O PD está também embaraçado. Tendo perdido grande parte da sua identidade ideológica, permanece como centro de gravidade da política italiana. Partilhou o segundo governo Conte com o M5S. Em caso de colapso, apostaria na “coligação Ursula”. Mas o governo Draghi tem vocação de ser de “unidade nacional” e a rápida jogada de Salvini apanhou em contra-pé o PD de Nicola Zingaretti.

 

Porquê? O PD, herdeiro do Partido Comunista Italiano e da esquerda democrata-cristã, fundou-se como um partido de várias identidades, inspirado no Partido Democrata americano. Travaram-se intermináveis debates entre uma eventual reconversão social-democrata e o centrismo reformista da fase Renzi.

 

De facto, foi a polarização entre europeísmo e soberanismo que ajudou o PD a sobreviver. A jogada de Salvini põe em causa esta clivagem. Todos vão passar a adoptar slogans pró-Europa. Que identidade resta ao PD para o seu combate político? O europeísmo é uma questão programática central, mas é uma identidade “mole” para diferenciar um partido dos outros.

 

“Não pode ficar à espera de tempos melhores”, escreve Pasquini. “Se não quiser desaparecer como o Partido Socialista francês, o PD tem de afrontar num verdadeiro congresso os problemas da sua identidade e das alianças.”

 

Não se sabe quanto durará o governo Draghi.
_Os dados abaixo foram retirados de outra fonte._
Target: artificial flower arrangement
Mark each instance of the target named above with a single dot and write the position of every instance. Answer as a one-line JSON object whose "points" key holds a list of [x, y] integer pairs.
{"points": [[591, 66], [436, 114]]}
Os partidos terão pelo menos um ano para reformularem as suas estratégias. Deixando a Europa de ser a grande clivagem, quais serão os alinhamentos nas futuras eleições? O politólogo Roberto D’Alimonte admite, inclusive, o regresso a uma lógica bipolar, interrompida pelo sucesso do M5S nas eleições de 2013 e 2018.

 

Tudo isto é um tanto futurista. Para já, resta ver o estado de espírito com que os italianos sairão da pandemia e o sucesso da “operação Draghi”, num país que perdeu as suas perspectivas de futuro.